Then please reexecute the process and send me the error message.
Greetings,
Sebastian
I reexecuted the process after changing to the debug mode.Here I am attaching the error message.
Root[1] (Process)
+- ExcelExampleSource[1] (ExcelExampleSource)
+- Nominal2String[1] (Nominal2String)
+- StringTextInput[1] (StringTextInput)
| +- ToLowerCaseConverter[600] (ToLowerCaseConverter)
| +- StringTokenizer[600] (StringTokenizer)
| +- EnglishStopwordFilter[600] (EnglishStopwordFilter)
| +- TokenLengthFilter[600] (TokenLengthFilter)
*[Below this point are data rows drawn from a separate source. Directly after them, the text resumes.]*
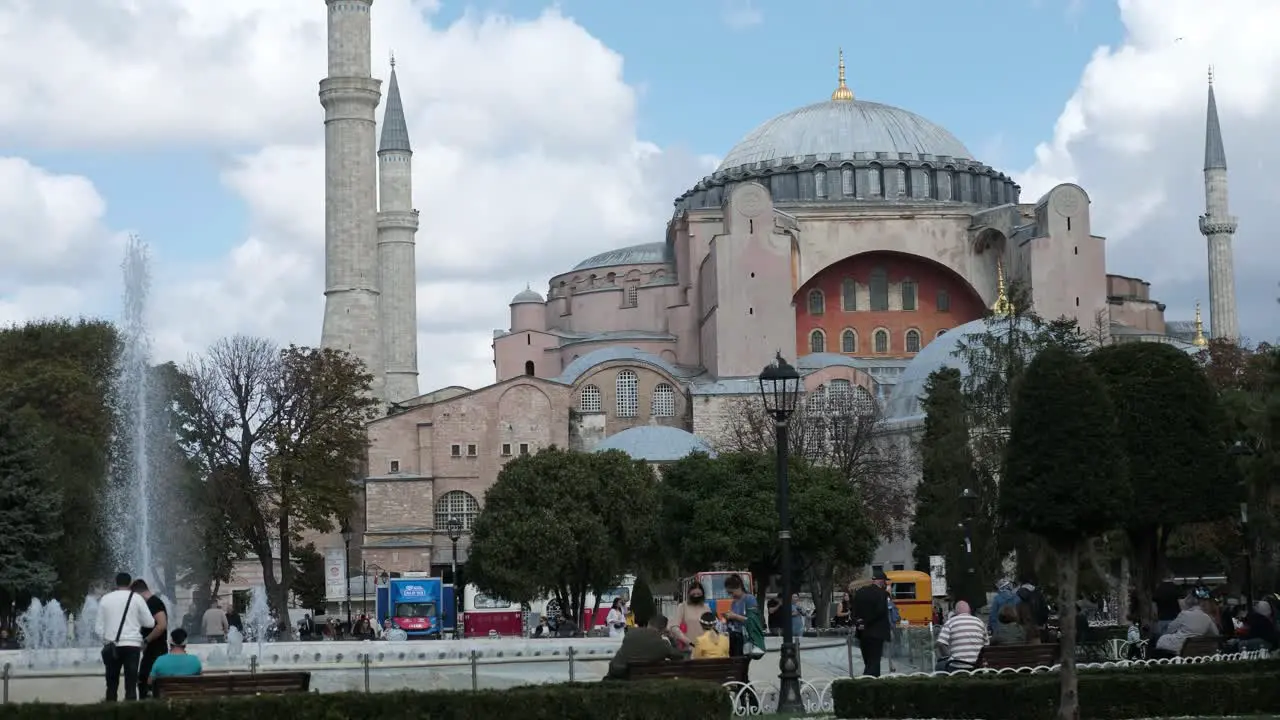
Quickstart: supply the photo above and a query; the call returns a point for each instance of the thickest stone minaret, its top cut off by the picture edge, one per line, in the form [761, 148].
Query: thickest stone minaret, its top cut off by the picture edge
[350, 97]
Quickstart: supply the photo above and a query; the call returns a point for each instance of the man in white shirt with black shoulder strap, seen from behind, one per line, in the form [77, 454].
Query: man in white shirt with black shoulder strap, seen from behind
[122, 614]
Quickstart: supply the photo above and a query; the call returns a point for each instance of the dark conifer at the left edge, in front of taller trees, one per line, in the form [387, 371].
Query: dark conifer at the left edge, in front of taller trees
[30, 513]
+- AttributeFilter (2)[1] (AttributeFilter)
here ==> +- KMedoids[1] (KMedoids)
java.lang.NullPointerException
at com.rapidminer.operator.clustering.clusterer.KMedoids.generateClusterModel(KMedoids.java:176)
at com.rapidminer.operator.clustering.clusterer.AbstractClusterer.apply(AbstractClusterer.java:60)
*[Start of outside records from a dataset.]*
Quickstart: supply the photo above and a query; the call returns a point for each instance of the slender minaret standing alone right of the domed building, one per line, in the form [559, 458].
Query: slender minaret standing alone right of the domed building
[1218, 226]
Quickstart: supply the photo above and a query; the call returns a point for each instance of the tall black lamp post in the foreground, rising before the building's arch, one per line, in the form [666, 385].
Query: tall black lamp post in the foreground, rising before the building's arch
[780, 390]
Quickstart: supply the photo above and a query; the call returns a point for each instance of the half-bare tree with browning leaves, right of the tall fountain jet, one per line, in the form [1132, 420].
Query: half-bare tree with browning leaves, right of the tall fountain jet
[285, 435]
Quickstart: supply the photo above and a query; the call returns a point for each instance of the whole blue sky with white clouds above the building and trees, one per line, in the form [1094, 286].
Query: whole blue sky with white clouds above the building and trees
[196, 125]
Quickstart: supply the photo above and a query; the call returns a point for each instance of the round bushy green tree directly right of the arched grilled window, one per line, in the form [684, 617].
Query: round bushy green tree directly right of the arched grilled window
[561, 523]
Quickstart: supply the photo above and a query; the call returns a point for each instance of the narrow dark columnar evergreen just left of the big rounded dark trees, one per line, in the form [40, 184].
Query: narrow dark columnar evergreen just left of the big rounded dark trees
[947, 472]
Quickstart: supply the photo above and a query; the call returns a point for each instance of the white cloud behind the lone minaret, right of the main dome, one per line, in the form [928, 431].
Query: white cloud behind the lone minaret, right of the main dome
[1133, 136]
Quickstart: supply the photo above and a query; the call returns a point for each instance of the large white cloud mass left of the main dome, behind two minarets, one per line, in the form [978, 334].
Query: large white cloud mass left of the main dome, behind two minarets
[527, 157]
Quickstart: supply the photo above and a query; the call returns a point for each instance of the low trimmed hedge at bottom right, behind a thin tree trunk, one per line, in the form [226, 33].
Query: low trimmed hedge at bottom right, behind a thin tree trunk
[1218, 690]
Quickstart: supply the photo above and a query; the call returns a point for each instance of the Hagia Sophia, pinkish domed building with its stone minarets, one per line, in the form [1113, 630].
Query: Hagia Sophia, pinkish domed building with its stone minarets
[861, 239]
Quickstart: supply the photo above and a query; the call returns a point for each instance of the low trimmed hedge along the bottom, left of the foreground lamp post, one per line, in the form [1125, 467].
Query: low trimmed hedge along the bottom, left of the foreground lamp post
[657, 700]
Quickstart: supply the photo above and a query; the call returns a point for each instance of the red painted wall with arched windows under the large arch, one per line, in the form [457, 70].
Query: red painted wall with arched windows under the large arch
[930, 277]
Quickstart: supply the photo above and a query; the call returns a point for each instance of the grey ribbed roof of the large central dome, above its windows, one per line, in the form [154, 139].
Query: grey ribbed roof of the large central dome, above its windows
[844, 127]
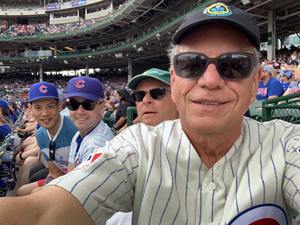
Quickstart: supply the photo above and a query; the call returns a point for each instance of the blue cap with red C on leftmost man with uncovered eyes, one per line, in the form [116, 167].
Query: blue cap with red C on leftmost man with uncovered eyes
[42, 90]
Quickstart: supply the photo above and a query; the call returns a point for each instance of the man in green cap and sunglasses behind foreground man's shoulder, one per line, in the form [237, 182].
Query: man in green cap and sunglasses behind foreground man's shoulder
[152, 94]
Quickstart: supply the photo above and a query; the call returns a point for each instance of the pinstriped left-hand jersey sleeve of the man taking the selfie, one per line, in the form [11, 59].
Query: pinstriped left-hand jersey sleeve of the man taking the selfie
[117, 162]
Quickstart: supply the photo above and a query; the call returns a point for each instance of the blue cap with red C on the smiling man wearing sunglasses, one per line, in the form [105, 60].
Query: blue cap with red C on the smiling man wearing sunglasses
[85, 87]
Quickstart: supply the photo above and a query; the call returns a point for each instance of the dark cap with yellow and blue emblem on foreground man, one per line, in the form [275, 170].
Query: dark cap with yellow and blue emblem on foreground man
[220, 13]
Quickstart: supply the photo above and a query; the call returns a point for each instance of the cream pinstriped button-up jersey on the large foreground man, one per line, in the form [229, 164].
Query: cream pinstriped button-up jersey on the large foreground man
[157, 173]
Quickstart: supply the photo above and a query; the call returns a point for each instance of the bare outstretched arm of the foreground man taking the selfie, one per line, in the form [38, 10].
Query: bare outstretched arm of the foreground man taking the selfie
[44, 207]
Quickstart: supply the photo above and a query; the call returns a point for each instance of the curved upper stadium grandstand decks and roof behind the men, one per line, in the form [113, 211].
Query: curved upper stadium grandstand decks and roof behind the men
[128, 36]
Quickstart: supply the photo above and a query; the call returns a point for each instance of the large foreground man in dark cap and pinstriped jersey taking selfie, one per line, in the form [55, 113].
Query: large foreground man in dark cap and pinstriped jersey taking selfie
[212, 166]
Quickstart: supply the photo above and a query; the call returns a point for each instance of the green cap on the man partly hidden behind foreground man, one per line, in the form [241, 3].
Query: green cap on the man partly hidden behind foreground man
[162, 75]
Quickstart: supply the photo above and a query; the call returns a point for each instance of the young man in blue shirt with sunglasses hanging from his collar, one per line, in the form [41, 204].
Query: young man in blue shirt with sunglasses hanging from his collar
[55, 135]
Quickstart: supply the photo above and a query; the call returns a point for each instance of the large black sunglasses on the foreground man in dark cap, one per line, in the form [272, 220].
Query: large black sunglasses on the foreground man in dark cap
[231, 66]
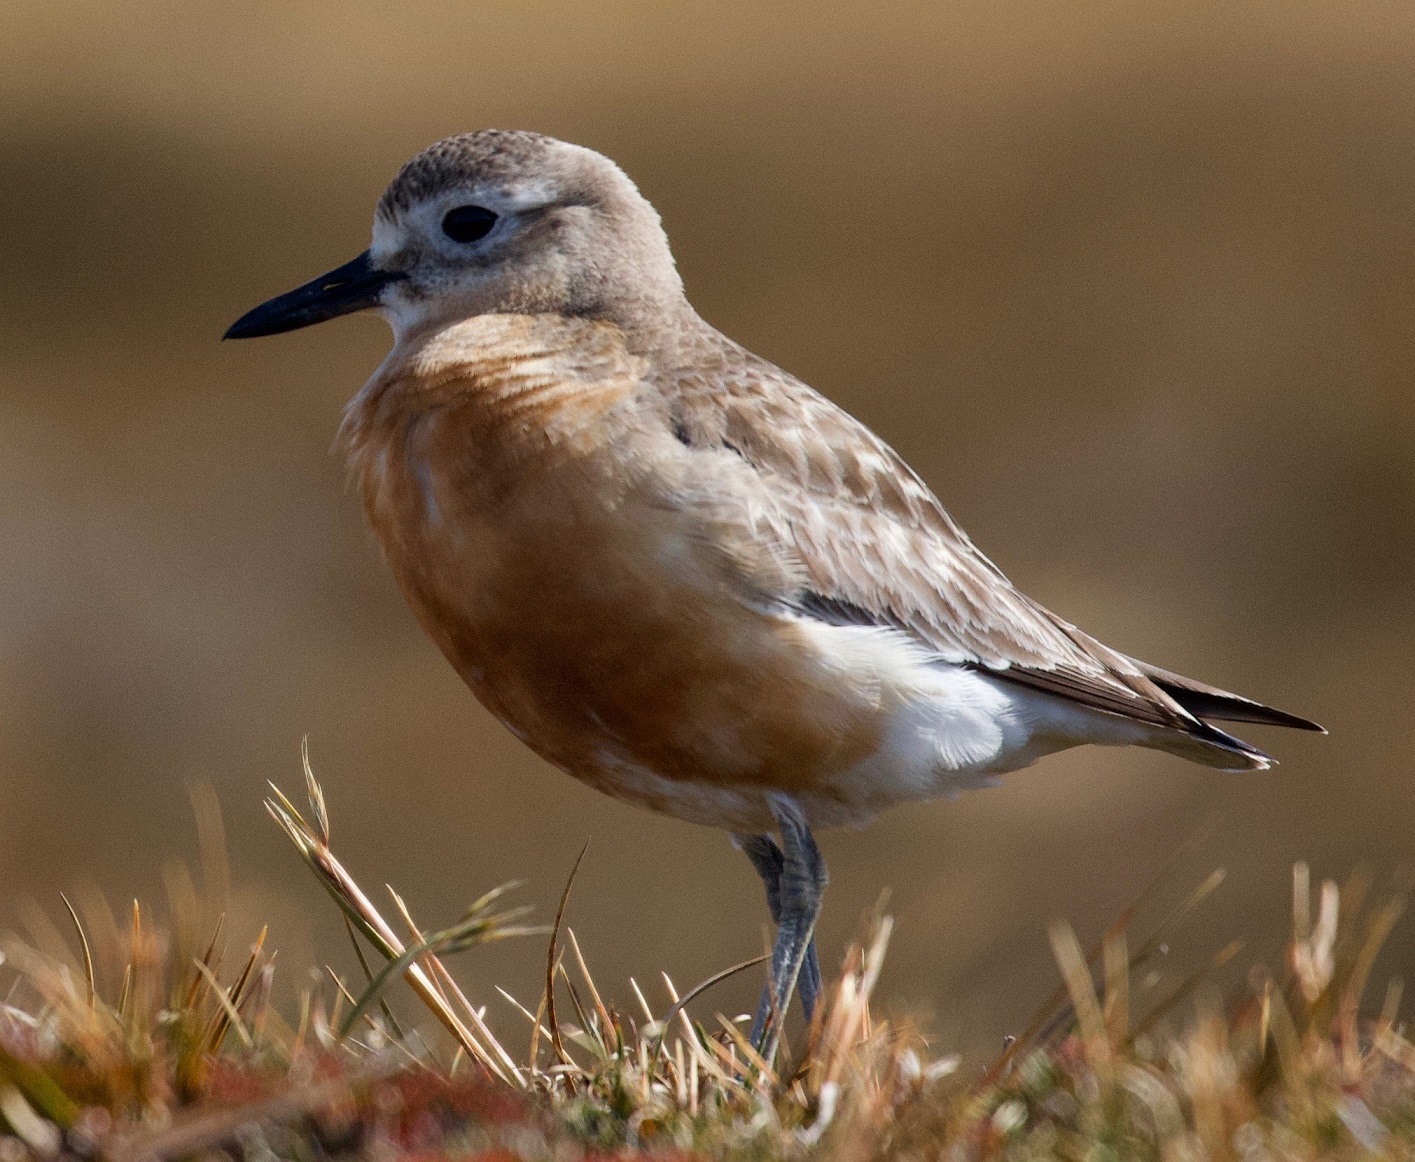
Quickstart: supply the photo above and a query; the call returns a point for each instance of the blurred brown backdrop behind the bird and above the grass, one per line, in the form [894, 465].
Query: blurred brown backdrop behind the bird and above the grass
[1131, 285]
at com.rapidminer.operator.Operator.apply(Operator.java:671)
at com.rapidminer.operator.OperatorChain.apply(OperatorChain.java:424)
at com.rapidminer.operator.Operator.apply(Operator.java:671)
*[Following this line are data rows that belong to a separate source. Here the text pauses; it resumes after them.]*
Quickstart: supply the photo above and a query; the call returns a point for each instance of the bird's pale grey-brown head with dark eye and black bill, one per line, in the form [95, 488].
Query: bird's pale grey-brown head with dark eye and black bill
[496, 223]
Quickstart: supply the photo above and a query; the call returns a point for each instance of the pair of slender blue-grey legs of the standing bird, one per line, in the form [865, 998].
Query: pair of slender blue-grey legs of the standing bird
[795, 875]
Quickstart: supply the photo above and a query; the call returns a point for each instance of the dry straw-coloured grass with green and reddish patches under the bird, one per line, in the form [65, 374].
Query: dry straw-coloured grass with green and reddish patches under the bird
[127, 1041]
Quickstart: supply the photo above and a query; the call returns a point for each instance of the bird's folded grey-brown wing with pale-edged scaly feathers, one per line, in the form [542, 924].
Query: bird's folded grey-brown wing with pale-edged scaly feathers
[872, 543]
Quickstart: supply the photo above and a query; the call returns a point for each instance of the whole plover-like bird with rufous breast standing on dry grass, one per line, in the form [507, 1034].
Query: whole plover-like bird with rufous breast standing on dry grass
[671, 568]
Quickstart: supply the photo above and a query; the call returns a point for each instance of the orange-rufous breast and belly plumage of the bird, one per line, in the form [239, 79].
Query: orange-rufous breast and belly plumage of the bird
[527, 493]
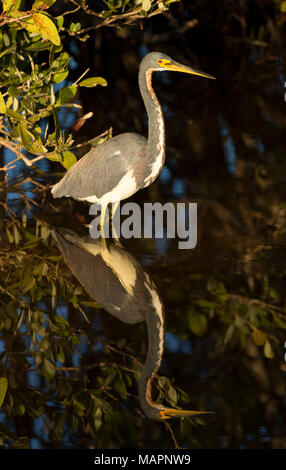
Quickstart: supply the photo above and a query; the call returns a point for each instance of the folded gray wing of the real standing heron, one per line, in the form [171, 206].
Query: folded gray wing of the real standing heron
[102, 168]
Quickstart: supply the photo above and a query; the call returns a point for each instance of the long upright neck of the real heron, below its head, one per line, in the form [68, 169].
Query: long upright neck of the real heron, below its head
[156, 126]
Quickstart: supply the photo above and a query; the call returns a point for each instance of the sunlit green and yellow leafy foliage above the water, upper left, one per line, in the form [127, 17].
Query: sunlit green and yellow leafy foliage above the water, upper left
[35, 68]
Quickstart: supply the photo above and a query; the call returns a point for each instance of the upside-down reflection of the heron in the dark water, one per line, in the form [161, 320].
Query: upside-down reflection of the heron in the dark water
[117, 281]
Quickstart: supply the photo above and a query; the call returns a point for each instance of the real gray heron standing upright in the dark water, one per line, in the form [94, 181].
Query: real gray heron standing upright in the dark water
[120, 166]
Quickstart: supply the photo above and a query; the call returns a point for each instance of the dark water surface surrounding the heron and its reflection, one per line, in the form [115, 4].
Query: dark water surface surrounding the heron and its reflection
[73, 369]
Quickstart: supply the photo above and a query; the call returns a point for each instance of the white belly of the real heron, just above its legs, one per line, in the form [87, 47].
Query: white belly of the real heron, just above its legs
[124, 189]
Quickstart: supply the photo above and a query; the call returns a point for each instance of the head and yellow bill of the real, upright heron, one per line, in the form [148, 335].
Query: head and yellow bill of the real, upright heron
[159, 62]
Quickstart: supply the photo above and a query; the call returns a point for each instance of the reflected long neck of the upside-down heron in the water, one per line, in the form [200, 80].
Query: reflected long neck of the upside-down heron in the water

at com.rapidminer.Process.run(Process.java:735)
at com.rapidminer.Process.run(Process.java:704)
at com.rapidminer.Process.run(Process.java:694)
at com.rapidminer.gui.ProcessThread.run(ProcessThread.java:59)
Thanks
Ratheesan.
that's quite strange. The distance measure seems to return NaN, that's the only way, why this could happen.
Unfortunately I cannot debug anything more detailed, because I can't reproduce this error. Do you have any missing values in your data?
Greetings,
Sebastian
Here I have no missing value.But I am getting the output using Dice similarity.Is it meaningful for using Dice similarity in text mining.
Thanks
Ratheesan.
this is a forum, neither this is consulting nor is it a course. I cannot answer EACH question regarding this or that algorithm or measure. Just try it out yourself. In fact, you cannot even say what is a good measure or algorithm, because this always depends on the data, on your data, I don't have.
Greetings,
Sebastian